A challenging economy is partly to blame. Steady reductions in headcount have stretched workforces already under pressure to work harder and faster with limited resources – increasing the possibility of error. Reduced headcount can also lead to fraud through excessive access to data. With limited resources to complete processes, appropriate segregation of duties (SOD) is not always possible. With fewer employees to segregate access, the remaining employees are likely to have excess access to data, resulting in higher exposure for fraud to be committed. Financial pressures on individuals have added to the risk of fraud as previously exemplary employees succumb to temptation. An ACFE report says that approximately 87% of occupational fraudsters had never been charged or convicted of a fraud related offense. Rampant growth in transaction volumes compounded by increased business complexity has also made organizations more susceptible to error and fraud as they struggle to cope with the workload and fraudsters exploit loopholes in systems, safe in the knowledge that massive transaction volumes will potentially mask their activity. Finally, increases in cross-border trading, together with the lengthening of supply chains has introduced greater risk of fraud and error as companies struggle to maintain visibility to core financial processes and to implement sufficient business controls in remote locations. It is clear that if left unchecked, fraud and error in the OTC cycle may pose a significant cost and risk to the business. This can manifest itself in several detrimental ways, such as the inability to respond confidently to compliance challenges, the impairment of profit margins, a reduction in cash flow and operational inefficiency.
Record to Report
Finance and accounting professionals who manage corporate financial reporting and disclosures are well aware of the amount of time and effort it takes to do the job well. Pressure to meet deadlines to prepare quality financial statements and reports and to satisfy regulatory reporting requirements—the Sarbanes-Oxley Act of 2002 (SOX), 2009 XBRL (eXtensible Business Reporting Language) Reporting Mandate of the Securities & Exchange Commission (SEC), and the Dodd-Frank Act of2010—means that finance and accounting departments are constantly overloaded. Anyone who works in the field, or knows people who do, has heard the war stories about how much work it takes to complete the reporting.

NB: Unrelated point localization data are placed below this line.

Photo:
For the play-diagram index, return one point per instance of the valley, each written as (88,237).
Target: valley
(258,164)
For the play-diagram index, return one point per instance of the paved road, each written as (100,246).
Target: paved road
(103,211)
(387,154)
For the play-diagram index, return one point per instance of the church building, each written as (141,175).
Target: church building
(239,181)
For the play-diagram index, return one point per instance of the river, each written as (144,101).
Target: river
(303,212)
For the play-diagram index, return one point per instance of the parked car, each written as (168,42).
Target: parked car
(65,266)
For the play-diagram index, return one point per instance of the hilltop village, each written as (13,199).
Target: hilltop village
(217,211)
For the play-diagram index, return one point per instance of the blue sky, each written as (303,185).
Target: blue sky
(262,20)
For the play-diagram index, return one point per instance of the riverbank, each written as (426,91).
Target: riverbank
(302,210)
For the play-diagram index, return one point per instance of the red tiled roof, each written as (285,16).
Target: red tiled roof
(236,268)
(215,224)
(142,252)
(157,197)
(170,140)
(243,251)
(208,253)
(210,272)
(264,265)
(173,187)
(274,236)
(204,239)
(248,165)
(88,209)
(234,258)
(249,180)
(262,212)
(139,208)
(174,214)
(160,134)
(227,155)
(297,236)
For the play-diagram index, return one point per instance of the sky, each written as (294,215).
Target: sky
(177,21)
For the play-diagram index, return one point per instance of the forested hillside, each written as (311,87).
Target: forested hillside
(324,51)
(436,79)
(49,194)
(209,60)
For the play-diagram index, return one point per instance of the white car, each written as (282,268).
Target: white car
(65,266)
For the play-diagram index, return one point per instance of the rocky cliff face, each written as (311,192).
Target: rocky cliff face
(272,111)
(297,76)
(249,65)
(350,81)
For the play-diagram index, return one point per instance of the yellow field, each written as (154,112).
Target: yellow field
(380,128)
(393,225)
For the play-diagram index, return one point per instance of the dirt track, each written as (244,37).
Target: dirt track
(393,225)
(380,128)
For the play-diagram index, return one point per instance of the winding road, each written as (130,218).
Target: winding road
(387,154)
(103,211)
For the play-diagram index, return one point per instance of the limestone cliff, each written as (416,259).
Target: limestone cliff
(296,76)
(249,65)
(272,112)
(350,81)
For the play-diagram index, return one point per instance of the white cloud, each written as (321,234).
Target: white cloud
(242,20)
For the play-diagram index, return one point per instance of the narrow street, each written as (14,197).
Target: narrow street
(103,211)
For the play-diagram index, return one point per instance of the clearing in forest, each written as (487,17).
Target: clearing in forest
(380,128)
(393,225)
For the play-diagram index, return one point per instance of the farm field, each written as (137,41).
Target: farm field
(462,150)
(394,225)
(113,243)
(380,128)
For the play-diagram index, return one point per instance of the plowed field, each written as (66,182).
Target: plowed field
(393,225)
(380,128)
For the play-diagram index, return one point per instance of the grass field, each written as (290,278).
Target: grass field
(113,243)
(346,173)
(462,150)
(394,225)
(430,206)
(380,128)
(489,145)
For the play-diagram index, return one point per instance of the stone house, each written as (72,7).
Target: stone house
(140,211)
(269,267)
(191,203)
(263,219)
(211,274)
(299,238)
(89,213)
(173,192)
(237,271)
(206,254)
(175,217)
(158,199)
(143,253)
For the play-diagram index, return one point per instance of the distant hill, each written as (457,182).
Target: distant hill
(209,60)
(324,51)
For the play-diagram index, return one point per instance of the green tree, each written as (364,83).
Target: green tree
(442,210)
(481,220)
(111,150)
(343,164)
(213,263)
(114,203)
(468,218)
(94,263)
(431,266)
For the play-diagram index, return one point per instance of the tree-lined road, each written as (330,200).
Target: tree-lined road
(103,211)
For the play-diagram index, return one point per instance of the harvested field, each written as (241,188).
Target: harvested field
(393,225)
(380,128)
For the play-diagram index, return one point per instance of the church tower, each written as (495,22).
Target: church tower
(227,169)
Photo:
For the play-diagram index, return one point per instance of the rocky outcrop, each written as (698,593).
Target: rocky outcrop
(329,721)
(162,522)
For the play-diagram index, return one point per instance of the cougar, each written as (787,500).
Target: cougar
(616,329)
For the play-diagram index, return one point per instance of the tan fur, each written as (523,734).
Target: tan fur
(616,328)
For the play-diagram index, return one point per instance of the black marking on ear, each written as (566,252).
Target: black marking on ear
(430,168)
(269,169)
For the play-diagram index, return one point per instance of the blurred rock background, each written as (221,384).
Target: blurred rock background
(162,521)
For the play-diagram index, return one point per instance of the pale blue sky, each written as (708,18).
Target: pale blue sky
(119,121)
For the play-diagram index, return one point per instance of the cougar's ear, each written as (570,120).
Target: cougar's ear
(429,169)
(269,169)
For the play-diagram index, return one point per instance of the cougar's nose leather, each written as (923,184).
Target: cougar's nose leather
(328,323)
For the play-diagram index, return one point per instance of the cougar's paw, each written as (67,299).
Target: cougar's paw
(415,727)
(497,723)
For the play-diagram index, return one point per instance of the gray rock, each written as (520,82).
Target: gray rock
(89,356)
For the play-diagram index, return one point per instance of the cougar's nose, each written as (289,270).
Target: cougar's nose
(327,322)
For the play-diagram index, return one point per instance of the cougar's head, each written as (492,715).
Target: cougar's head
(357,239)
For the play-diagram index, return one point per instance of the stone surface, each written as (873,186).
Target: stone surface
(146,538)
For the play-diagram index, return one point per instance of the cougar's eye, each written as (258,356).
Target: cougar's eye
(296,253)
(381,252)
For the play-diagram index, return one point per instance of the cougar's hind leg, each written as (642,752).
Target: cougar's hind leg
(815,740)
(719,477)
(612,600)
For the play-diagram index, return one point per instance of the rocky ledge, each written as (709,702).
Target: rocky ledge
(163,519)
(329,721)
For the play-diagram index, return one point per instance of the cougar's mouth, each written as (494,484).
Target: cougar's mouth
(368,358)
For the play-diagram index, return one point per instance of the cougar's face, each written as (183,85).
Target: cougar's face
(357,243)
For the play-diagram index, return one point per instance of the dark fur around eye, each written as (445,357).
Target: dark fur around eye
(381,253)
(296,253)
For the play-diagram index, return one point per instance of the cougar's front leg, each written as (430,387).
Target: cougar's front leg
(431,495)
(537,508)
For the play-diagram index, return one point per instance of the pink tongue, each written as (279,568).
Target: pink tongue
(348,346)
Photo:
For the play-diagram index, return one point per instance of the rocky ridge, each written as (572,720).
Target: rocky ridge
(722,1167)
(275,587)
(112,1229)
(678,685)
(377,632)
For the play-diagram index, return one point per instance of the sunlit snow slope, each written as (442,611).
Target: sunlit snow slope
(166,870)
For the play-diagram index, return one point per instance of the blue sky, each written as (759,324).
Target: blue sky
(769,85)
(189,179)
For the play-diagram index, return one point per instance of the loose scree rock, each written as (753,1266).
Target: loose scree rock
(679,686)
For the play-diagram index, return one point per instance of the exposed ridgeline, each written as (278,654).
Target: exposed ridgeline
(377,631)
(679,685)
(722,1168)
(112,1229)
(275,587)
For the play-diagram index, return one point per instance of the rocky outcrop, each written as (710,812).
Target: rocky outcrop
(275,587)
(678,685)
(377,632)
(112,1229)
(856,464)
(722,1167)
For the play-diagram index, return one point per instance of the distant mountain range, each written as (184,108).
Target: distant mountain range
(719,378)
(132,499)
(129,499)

There is no firm definition of the Record-to-Report process, but it is widely acknowledged to encompass the sequence of activities surrounding the ‘period close’ in subsidiaries; the collection of year-to-date balances (or monthly movements) at a summary level; their consolidation according to merger or equity accounting rules and subsequent reporting to a variety of internal and external stakeholders, in a mixture of manual and electronic (e-filing) formats.